Objectives: In this study we examined the extent to which emotion dysregulation of basic and moral emotions are related to bullying and victimization in children with ASD, as compared to their TD peers.
Methods: The study included 130 children and young adolescents (64 with ASD, 66 TD, Mean Age 140 months), who filled out self-report questionnaires about their levels of guilt, shame, anger, fear, bullying behaviors and how often they were victim of bullying behaviors by others.
Results: Consistent with the literature, also when using self-report questionnaires, children with ASD report more often being bullied by their peers than TD children, but they report the same level of bullying others.
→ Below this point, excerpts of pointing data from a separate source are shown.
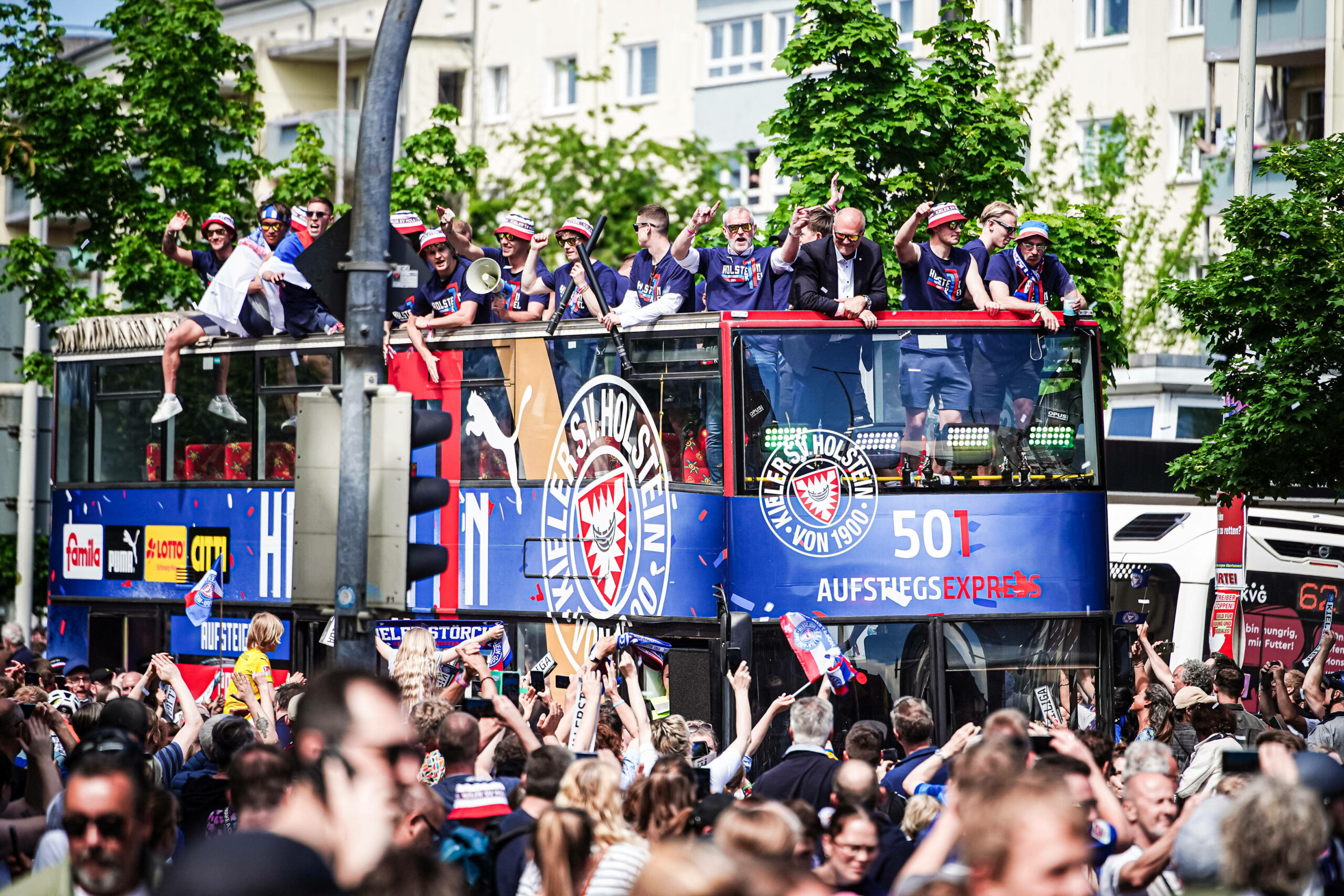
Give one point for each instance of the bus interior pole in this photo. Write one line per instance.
(366, 304)
(569, 291)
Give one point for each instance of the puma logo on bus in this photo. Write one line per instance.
(484, 425)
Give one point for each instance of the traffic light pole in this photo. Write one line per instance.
(366, 305)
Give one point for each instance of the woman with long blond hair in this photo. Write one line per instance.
(593, 787)
(417, 661)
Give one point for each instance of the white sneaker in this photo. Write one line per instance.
(224, 406)
(170, 406)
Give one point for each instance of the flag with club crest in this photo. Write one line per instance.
(202, 597)
(651, 650)
(817, 652)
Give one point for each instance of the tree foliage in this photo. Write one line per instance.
(568, 172)
(1272, 312)
(899, 133)
(152, 132)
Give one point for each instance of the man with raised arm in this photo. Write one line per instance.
(659, 285)
(515, 244)
(936, 276)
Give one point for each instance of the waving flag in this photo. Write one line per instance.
(817, 652)
(651, 650)
(201, 598)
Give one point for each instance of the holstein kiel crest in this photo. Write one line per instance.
(819, 493)
(605, 510)
(604, 529)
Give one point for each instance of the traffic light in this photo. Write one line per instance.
(394, 496)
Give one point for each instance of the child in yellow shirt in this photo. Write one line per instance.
(264, 637)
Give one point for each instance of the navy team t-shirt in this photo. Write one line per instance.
(560, 279)
(1055, 281)
(737, 282)
(440, 299)
(206, 265)
(652, 282)
(934, 285)
(519, 301)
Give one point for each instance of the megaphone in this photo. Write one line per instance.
(486, 277)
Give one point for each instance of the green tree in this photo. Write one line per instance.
(568, 172)
(899, 133)
(1272, 312)
(430, 168)
(120, 151)
(308, 171)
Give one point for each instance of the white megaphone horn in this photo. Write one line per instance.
(486, 277)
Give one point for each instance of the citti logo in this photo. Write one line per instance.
(82, 551)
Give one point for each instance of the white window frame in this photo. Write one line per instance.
(1011, 26)
(1183, 151)
(752, 64)
(1182, 25)
(562, 94)
(496, 100)
(1100, 39)
(635, 75)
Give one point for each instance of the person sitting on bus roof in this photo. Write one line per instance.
(219, 229)
(1021, 279)
(658, 284)
(936, 276)
(515, 238)
(444, 300)
(304, 309)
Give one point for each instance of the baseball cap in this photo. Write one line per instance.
(407, 222)
(579, 226)
(1034, 229)
(432, 237)
(128, 715)
(221, 218)
(942, 214)
(1190, 695)
(480, 798)
(519, 226)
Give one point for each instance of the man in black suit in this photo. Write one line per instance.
(843, 276)
(839, 277)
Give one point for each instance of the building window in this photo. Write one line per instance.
(565, 83)
(496, 101)
(450, 88)
(1314, 114)
(1133, 422)
(1190, 14)
(1105, 19)
(1016, 23)
(1187, 131)
(738, 47)
(642, 70)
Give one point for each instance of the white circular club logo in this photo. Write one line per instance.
(819, 493)
(606, 513)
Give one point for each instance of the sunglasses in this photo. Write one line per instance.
(111, 825)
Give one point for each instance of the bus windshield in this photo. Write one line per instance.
(930, 407)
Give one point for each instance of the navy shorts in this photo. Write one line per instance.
(922, 376)
(991, 378)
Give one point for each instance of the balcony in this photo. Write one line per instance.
(1288, 33)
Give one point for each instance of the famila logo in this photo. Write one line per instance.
(819, 493)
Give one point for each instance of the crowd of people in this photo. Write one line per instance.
(823, 263)
(124, 784)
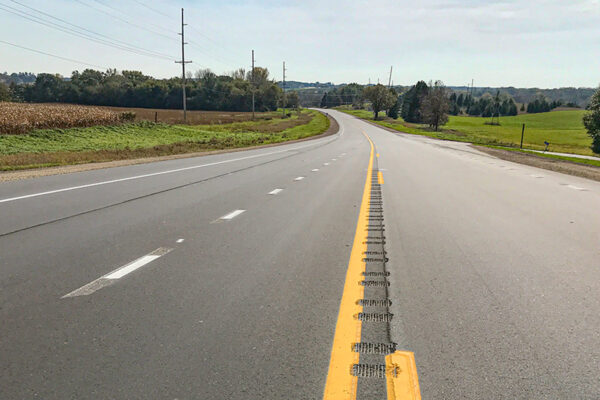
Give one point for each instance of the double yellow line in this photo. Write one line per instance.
(401, 377)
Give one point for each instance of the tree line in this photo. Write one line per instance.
(205, 90)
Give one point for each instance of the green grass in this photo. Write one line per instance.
(563, 129)
(43, 148)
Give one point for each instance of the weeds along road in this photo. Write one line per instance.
(295, 271)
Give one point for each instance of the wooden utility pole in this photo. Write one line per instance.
(252, 83)
(183, 62)
(284, 89)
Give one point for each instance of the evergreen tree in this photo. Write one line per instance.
(392, 112)
(412, 102)
(591, 121)
(380, 98)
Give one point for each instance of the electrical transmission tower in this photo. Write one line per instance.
(183, 62)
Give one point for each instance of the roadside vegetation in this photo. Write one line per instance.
(53, 147)
(564, 130)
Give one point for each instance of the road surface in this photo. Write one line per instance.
(291, 272)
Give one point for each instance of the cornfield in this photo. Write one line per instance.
(20, 118)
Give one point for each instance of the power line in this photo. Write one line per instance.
(90, 31)
(125, 21)
(192, 43)
(52, 55)
(183, 62)
(73, 32)
(103, 3)
(153, 9)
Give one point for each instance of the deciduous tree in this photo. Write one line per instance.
(434, 107)
(380, 98)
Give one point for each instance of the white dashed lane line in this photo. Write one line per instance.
(231, 215)
(118, 273)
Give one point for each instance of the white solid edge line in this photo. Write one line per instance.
(151, 174)
(118, 273)
(232, 214)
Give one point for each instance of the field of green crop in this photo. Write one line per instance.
(564, 130)
(145, 139)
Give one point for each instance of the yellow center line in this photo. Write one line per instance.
(341, 384)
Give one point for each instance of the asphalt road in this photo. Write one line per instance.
(494, 278)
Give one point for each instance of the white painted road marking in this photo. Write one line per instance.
(147, 175)
(112, 276)
(232, 215)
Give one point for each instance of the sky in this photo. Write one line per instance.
(534, 43)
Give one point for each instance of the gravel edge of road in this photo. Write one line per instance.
(562, 166)
(68, 169)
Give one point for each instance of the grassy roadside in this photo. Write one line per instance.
(563, 129)
(55, 147)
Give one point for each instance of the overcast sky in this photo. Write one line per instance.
(534, 43)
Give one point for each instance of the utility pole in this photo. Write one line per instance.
(284, 89)
(252, 84)
(183, 62)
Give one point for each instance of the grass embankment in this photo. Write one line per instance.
(564, 130)
(54, 147)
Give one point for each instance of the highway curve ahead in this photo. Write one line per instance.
(313, 270)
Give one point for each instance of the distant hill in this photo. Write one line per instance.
(311, 92)
(579, 96)
(17, 77)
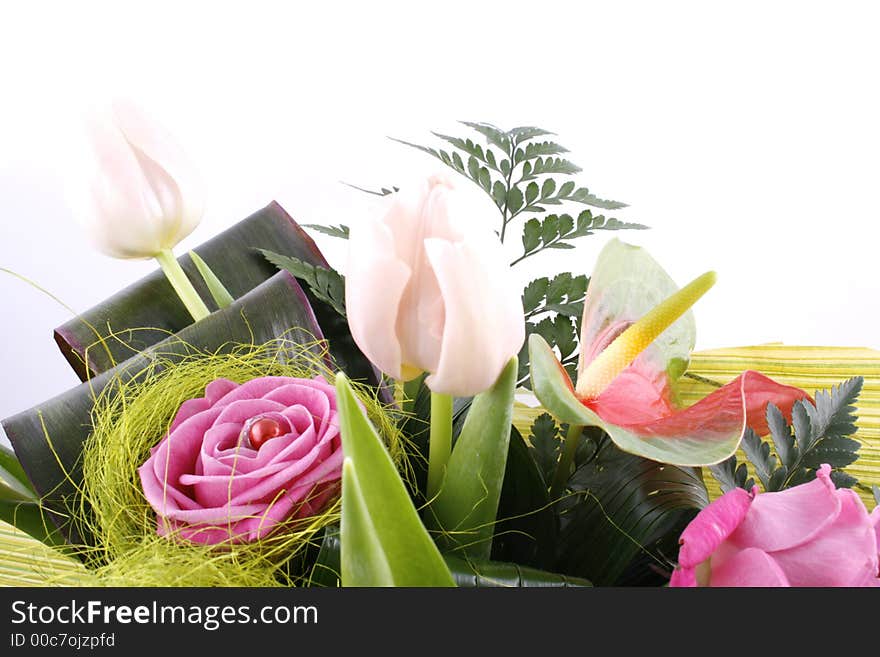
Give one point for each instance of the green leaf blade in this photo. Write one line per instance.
(466, 507)
(218, 291)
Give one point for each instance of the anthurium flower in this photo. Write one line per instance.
(809, 535)
(636, 337)
(428, 290)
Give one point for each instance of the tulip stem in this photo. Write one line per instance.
(182, 285)
(563, 468)
(440, 446)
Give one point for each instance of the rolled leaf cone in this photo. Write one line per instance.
(48, 438)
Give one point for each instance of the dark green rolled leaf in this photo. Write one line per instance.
(466, 507)
(525, 532)
(48, 438)
(626, 518)
(148, 311)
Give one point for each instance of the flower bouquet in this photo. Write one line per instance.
(249, 417)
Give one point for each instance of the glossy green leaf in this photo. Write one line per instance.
(383, 541)
(465, 508)
(626, 283)
(694, 446)
(625, 519)
(14, 484)
(467, 574)
(218, 292)
(148, 311)
(526, 527)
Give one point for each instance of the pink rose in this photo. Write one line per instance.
(808, 535)
(245, 458)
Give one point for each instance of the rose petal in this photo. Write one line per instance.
(749, 567)
(711, 526)
(841, 553)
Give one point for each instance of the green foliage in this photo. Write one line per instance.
(328, 285)
(523, 174)
(383, 542)
(341, 231)
(556, 231)
(546, 445)
(818, 434)
(623, 522)
(218, 291)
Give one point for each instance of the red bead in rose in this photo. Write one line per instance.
(244, 459)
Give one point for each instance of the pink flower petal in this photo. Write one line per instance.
(778, 521)
(712, 526)
(749, 567)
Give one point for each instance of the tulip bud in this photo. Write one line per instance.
(428, 289)
(142, 195)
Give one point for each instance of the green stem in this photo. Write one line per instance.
(181, 284)
(441, 441)
(563, 468)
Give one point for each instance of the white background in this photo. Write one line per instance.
(745, 134)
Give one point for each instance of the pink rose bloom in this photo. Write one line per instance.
(243, 459)
(808, 535)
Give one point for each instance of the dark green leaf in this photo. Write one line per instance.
(494, 135)
(383, 542)
(499, 193)
(514, 200)
(532, 191)
(549, 229)
(531, 235)
(559, 288)
(218, 291)
(525, 531)
(534, 293)
(149, 311)
(48, 438)
(836, 452)
(341, 231)
(466, 507)
(525, 133)
(546, 444)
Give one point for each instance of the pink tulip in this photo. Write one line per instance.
(428, 289)
(808, 535)
(133, 188)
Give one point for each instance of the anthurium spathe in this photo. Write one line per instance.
(636, 337)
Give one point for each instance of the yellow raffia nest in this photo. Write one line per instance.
(132, 416)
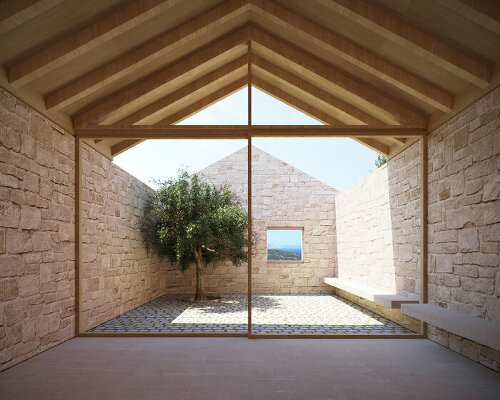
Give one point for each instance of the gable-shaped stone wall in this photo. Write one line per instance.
(282, 196)
(37, 229)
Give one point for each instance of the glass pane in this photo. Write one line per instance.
(284, 245)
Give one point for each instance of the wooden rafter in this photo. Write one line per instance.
(204, 103)
(485, 13)
(152, 113)
(129, 99)
(357, 55)
(365, 96)
(137, 58)
(295, 102)
(472, 68)
(316, 114)
(91, 36)
(123, 146)
(16, 12)
(344, 112)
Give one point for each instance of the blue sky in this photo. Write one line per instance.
(284, 239)
(339, 162)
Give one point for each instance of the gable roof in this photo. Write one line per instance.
(156, 62)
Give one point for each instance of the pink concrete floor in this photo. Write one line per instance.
(238, 368)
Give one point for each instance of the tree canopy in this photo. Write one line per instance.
(190, 221)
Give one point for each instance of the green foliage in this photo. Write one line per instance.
(187, 215)
(381, 160)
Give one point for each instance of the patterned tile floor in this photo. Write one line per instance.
(271, 314)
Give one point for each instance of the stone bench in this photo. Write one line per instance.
(473, 328)
(386, 299)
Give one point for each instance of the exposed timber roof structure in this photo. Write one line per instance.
(373, 64)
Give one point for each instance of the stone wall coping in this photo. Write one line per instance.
(379, 296)
(473, 328)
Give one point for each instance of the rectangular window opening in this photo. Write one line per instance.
(284, 245)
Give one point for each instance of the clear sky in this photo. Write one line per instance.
(278, 239)
(339, 162)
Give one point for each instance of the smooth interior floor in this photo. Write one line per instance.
(241, 368)
(294, 314)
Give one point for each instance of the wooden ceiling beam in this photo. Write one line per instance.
(105, 28)
(185, 113)
(298, 104)
(122, 102)
(472, 68)
(204, 103)
(294, 102)
(372, 100)
(135, 59)
(357, 55)
(346, 113)
(485, 13)
(150, 114)
(16, 12)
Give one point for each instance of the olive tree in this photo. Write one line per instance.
(190, 221)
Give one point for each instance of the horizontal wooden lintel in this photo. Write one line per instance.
(244, 131)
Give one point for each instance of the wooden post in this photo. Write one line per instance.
(423, 226)
(78, 236)
(249, 190)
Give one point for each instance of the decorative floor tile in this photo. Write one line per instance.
(271, 314)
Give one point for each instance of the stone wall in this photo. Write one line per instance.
(464, 221)
(378, 232)
(378, 226)
(37, 219)
(117, 272)
(37, 267)
(282, 196)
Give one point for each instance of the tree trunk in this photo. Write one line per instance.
(200, 277)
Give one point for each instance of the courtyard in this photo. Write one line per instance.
(291, 314)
Additionally, the outcomes showed that less guilt was associated with more bullying in both groups, but this association disappeared when delinquency was added to the model for TD children; More anger was also strongly and uniquely associated with more bullying and victimization in children with ASD but not in TD children; And fear was uniquely associated with victimization in TD children, but not in children with ASD.
Conclusions: These outcomes support the notion that lack of guilt is an essential antecedent of bullying for TD and ASD children. However, unlike TD children, emotion dysregulation, particularly anger, plays an important role in victimization as well as bullying in children with ASD. In sum, these outcomes suggest that bullying behaviors in children with ASD are not related to cold-blooded antisocial behaviors as can be observed in TD children, but to emotion dysregulation instead.